Question

Let a be the vector of length 125 that when drawn in standard position makes a 144° angle with the positive x-axis. Let b be the vector of length 39 that when drawn in standard position makes a 302° angle with the positive x-axis. Find the length of v = a + b and the angle θ that v makes with the positive x-axis when drawn in standard position.
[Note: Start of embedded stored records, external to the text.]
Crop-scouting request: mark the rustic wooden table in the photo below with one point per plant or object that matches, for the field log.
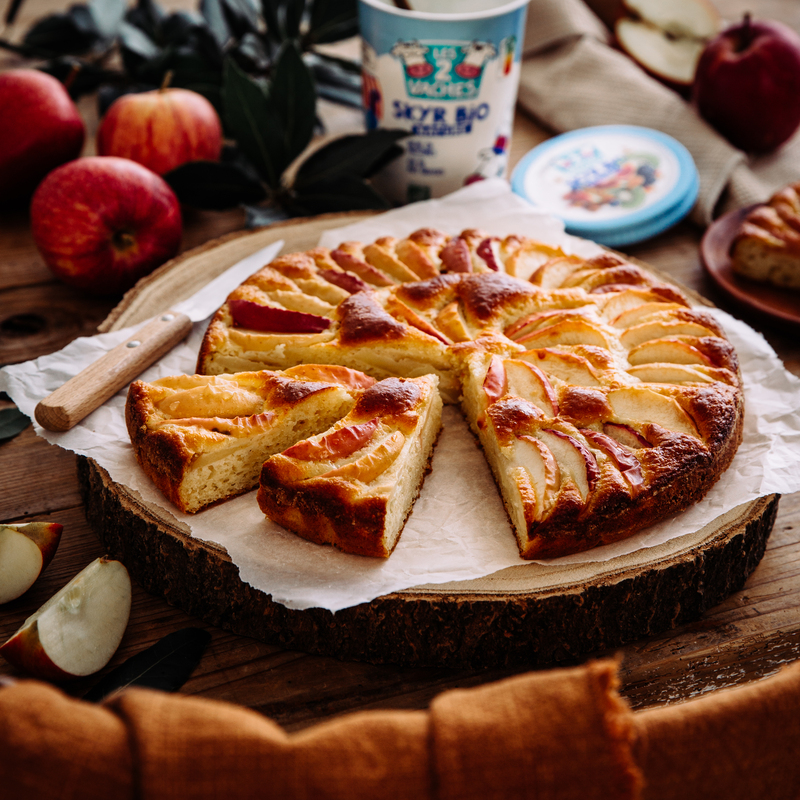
(749, 636)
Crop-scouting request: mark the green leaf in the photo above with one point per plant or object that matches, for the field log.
(12, 11)
(253, 123)
(12, 422)
(293, 16)
(259, 216)
(166, 665)
(59, 34)
(358, 154)
(294, 98)
(214, 15)
(107, 16)
(348, 193)
(214, 185)
(332, 20)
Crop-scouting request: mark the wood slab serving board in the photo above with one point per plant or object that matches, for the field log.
(531, 614)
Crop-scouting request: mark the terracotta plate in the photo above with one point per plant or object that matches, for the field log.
(779, 303)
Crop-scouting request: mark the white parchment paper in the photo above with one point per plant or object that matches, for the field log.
(458, 529)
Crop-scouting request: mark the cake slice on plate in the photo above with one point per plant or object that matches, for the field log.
(202, 439)
(354, 485)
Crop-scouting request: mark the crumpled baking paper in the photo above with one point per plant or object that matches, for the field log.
(458, 529)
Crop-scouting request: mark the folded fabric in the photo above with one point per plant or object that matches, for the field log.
(573, 78)
(557, 735)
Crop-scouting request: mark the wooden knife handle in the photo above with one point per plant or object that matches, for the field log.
(88, 390)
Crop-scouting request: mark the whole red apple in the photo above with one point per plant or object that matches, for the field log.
(41, 128)
(161, 129)
(748, 84)
(101, 223)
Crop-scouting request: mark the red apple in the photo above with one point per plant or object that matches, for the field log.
(41, 128)
(748, 84)
(102, 223)
(279, 320)
(161, 129)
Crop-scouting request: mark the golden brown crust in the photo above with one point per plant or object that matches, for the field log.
(622, 356)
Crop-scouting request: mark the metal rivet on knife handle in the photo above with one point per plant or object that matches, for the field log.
(88, 390)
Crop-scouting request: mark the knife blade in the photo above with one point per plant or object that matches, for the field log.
(90, 388)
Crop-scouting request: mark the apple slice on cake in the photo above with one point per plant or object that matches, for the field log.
(354, 486)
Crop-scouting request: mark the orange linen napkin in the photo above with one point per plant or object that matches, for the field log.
(573, 78)
(557, 735)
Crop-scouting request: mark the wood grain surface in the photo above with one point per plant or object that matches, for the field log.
(748, 636)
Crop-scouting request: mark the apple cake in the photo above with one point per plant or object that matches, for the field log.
(202, 439)
(354, 486)
(602, 399)
(767, 248)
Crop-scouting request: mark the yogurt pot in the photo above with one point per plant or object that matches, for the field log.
(448, 72)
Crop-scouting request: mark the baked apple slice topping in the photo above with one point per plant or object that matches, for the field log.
(76, 631)
(495, 384)
(25, 551)
(341, 443)
(488, 251)
(635, 402)
(456, 257)
(626, 462)
(538, 461)
(575, 459)
(625, 435)
(529, 382)
(371, 464)
(254, 316)
(331, 373)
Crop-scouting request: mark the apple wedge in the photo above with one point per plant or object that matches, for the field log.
(78, 630)
(280, 320)
(25, 551)
(530, 383)
(456, 257)
(574, 458)
(666, 39)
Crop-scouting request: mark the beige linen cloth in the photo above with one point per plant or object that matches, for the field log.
(573, 78)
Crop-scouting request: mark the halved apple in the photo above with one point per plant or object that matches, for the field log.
(25, 551)
(638, 402)
(574, 458)
(372, 464)
(568, 367)
(344, 280)
(530, 383)
(666, 39)
(78, 630)
(495, 384)
(626, 462)
(337, 444)
(455, 256)
(352, 263)
(278, 320)
(488, 251)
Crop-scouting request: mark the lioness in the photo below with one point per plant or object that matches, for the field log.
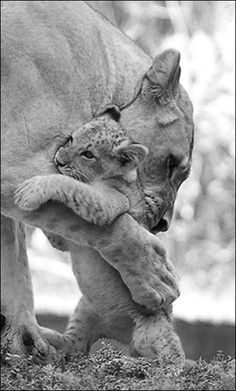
(105, 161)
(63, 64)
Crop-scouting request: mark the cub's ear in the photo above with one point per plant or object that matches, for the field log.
(130, 154)
(163, 76)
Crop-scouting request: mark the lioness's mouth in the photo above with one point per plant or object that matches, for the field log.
(157, 213)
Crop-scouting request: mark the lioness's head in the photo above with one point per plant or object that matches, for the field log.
(161, 118)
Round your approximations to three decimal places.

Answer 1

The length is 90.033 and the angle that v makes with the positive x-axis is 153.339°

Explanation:

Firstly we will have to convert our given vectors to their rectangular Cartesian vector form as follow,

`a=125(icos(144)+jsin(144))=-101.127i+73.473j\\b=39(icos(302)+jsin(302))=20.667i-33.074j`

Now that we have these, we can add them to obtain v as follows,

`v=a+b\\v=-80.46i+40.399j`

Now that we have the Cartesian vector form we can calculate its length and its direction with respect to the positive x-axis as follows(In fact we usually refer the angles from the positive x-axis),

`|v|=\sqrt{80.46^(2)+40.399^(2)}=90.033\\ angle(v)=tan^(-1)(40.399/(-80.46))=153.339`

So the length of the vector is 90.033 and the angle it makes with the positive x-axis is 153.339°.